Although the semantic and storage models differ, these servers are
sufficiently similar to be considered together for the purposes of
describing interesting events originating from email message stores
and how to get access to such event streams. Typically, these
servers are capable of storing up to gigabytes of messages per user,
handling hundreds of incoming messages per user per day, and allow
clients to track which messages have been handled (typically 'seen'
or 'read') and which ones are new.
Work to describe a event model for mail stores has already progressed
in the LEMONADE Working Group [I-D.ietf-lemonade-msgevent]. The
Introduction of that draft also describes some of the demand for
interoperability for producing, consuming and interpreting these
events. Meanwhile, the SIEVE Working Group is working on an
extension to the SIEVE email filtering language RFC 3028 [RFC3028]

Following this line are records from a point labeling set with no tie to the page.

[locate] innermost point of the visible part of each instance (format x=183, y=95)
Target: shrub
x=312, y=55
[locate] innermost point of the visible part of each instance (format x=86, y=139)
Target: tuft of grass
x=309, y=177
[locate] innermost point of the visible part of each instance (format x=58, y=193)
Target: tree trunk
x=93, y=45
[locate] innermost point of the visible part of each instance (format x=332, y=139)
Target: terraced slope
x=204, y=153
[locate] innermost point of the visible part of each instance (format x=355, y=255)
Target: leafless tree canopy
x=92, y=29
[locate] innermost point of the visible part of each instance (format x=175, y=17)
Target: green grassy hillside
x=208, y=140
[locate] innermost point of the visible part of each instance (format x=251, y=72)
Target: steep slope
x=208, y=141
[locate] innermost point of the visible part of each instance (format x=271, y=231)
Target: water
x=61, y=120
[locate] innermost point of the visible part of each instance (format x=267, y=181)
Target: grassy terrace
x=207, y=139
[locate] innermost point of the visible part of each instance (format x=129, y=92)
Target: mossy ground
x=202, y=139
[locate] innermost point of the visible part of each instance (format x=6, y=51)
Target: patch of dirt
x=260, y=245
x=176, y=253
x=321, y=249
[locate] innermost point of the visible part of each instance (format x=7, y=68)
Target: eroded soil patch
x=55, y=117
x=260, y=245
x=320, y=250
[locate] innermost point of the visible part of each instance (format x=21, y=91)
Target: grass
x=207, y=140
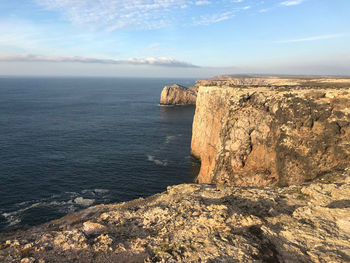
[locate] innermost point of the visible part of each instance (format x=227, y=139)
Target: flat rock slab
x=199, y=223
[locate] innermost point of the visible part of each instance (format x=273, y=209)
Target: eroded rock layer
x=178, y=95
x=199, y=223
x=258, y=136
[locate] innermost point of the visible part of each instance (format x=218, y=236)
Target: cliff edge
x=272, y=135
x=199, y=223
x=178, y=95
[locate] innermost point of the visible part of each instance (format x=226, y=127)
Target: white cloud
x=202, y=2
x=292, y=2
x=111, y=15
x=314, y=38
x=162, y=61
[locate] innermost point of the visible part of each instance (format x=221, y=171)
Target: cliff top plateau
x=249, y=132
x=200, y=223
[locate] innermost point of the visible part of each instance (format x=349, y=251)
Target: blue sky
x=174, y=38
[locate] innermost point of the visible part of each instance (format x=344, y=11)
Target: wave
x=64, y=203
x=151, y=158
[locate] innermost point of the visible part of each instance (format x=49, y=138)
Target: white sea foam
x=169, y=139
x=156, y=161
x=101, y=191
x=84, y=202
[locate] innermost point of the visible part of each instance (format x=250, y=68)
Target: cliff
x=249, y=132
x=178, y=95
x=272, y=135
x=199, y=223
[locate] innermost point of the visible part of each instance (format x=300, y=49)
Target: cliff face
x=178, y=95
x=258, y=136
x=199, y=223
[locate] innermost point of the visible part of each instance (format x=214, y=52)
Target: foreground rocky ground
x=267, y=135
x=200, y=223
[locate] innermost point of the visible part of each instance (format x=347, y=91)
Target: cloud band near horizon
x=150, y=61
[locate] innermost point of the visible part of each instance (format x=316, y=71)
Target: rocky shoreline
x=252, y=136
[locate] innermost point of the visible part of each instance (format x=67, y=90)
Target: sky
x=174, y=38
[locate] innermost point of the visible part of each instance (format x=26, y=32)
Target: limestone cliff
x=199, y=223
x=280, y=135
x=178, y=95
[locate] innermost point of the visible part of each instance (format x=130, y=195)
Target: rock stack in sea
x=275, y=185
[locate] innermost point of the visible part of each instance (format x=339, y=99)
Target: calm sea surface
x=69, y=143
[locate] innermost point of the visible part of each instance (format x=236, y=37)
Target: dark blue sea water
x=69, y=143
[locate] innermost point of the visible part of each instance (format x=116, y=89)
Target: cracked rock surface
x=178, y=95
x=260, y=136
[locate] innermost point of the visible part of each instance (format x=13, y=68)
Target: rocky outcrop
x=199, y=223
x=281, y=135
x=178, y=95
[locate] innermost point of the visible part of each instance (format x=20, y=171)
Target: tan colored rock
x=28, y=260
x=258, y=136
x=178, y=95
x=203, y=223
x=91, y=228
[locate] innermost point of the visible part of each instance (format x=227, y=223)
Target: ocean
x=70, y=143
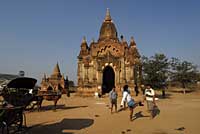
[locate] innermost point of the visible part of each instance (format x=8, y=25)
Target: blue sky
x=35, y=35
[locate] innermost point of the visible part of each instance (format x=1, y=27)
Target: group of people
x=131, y=103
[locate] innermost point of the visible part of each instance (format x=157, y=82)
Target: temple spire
x=56, y=70
x=108, y=17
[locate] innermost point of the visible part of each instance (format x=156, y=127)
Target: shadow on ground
x=139, y=115
x=66, y=126
x=167, y=96
x=58, y=107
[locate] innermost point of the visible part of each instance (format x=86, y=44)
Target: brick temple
x=108, y=62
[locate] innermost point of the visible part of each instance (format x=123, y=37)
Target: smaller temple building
x=56, y=82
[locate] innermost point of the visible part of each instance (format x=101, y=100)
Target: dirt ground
x=177, y=114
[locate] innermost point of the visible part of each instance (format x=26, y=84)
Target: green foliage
x=183, y=71
x=155, y=70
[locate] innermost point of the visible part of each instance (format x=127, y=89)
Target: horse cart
x=16, y=98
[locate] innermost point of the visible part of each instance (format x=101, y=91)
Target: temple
x=108, y=62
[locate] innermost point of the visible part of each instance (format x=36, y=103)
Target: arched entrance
x=108, y=79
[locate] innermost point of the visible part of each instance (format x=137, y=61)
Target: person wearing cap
x=150, y=99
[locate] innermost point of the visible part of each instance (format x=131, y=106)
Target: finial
x=108, y=17
x=84, y=39
x=93, y=40
x=45, y=76
x=132, y=43
x=132, y=39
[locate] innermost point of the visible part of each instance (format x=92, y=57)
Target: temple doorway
x=108, y=79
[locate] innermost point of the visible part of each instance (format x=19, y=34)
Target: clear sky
x=35, y=35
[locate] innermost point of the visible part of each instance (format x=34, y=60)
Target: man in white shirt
x=130, y=101
x=150, y=98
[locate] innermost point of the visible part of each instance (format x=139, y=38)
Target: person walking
x=130, y=101
x=150, y=99
x=136, y=90
x=113, y=99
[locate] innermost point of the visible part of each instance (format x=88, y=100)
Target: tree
x=155, y=70
x=183, y=71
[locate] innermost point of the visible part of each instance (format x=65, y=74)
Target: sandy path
x=92, y=116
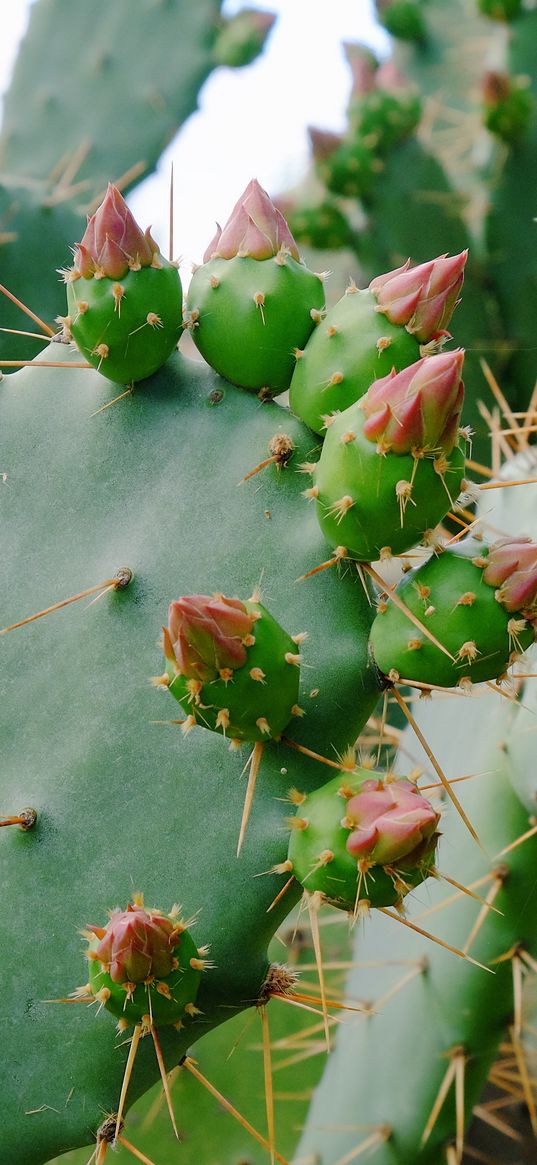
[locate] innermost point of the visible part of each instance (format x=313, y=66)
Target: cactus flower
x=113, y=242
x=422, y=298
x=511, y=566
x=138, y=945
x=254, y=230
x=389, y=820
x=417, y=408
x=206, y=634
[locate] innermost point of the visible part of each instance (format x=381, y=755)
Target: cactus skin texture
x=450, y=200
x=465, y=604
x=367, y=334
x=59, y=145
x=457, y=1014
x=253, y=301
x=253, y=701
x=143, y=964
x=346, y=851
x=125, y=301
x=369, y=499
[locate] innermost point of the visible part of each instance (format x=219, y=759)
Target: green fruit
x=452, y=599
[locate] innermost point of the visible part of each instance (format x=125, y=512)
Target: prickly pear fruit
x=143, y=962
x=393, y=464
x=232, y=666
x=253, y=302
x=124, y=297
x=401, y=316
x=508, y=105
x=480, y=604
x=359, y=826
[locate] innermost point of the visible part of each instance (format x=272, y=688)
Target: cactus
x=58, y=143
x=110, y=786
x=163, y=495
x=460, y=175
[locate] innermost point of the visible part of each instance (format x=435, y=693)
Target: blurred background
x=252, y=121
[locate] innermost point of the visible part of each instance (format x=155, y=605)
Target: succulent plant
x=196, y=486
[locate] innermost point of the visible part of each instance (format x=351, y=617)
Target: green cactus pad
x=164, y=1000
x=258, y=708
x=383, y=117
x=360, y=493
x=353, y=346
x=127, y=327
x=322, y=862
x=247, y=317
x=450, y=597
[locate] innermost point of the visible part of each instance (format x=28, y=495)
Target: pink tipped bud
x=422, y=298
x=417, y=408
x=205, y=634
x=511, y=566
x=254, y=230
x=136, y=945
x=391, y=820
x=113, y=241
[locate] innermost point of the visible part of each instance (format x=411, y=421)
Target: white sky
x=252, y=122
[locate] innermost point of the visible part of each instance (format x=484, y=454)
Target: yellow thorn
x=433, y=938
x=27, y=311
x=433, y=761
x=402, y=606
x=313, y=903
x=164, y=1078
x=121, y=580
x=128, y=1071
x=128, y=392
x=253, y=765
x=189, y=1064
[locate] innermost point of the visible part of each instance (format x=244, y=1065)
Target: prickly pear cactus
x=155, y=500
x=59, y=146
x=121, y=506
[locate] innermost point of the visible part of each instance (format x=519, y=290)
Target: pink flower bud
x=511, y=566
x=112, y=241
x=391, y=819
x=422, y=298
x=417, y=408
x=254, y=230
x=136, y=945
x=205, y=634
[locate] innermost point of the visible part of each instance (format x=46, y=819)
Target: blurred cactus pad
x=228, y=581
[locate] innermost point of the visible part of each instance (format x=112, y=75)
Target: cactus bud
x=422, y=298
x=365, y=824
x=143, y=962
x=205, y=634
x=417, y=408
x=254, y=230
x=511, y=566
x=136, y=945
x=389, y=819
x=113, y=242
x=232, y=666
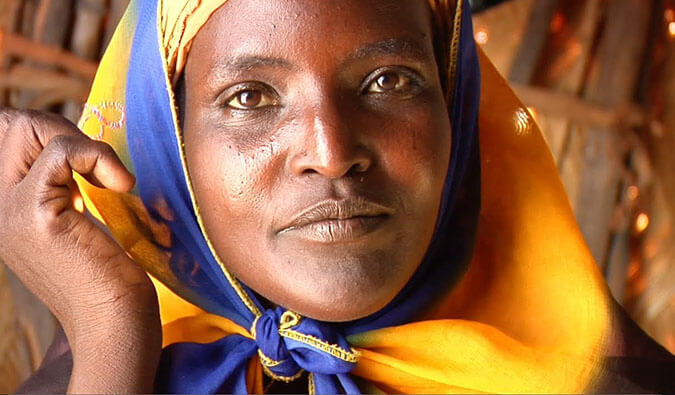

that allows a notification to be sent in the case of a SIEVE rule
match [I-D.ietf-sieve-notify]. One way to deliver events to existing
email clients is to use IMAP for in-band notifications; the Lemonade
WG is working on a NOTIFY capability to provide more such
functionality. This document instead focuses on out-of-band
notifications.
Outside of the email standards groups, two Internet event
notification delivery systems have been standardized and deployed.
These systems are based on SIP [RFC3261] and XMPP [RFC3920], and each
was initially designed and deployed primarily as a PRESENCE SERVICE
(section 2.1 of RFC 2778 [RFC2778]). Interoperability between these
two systems is defined and described by the Common Profile for
Presence (CPP) model RFC 3859 [RFC3859]. Both systems are
architected to scale efficiently and to handle cross-domain
authentication issues. Salient differences between these two systems
will be described in sections [REF-TODO].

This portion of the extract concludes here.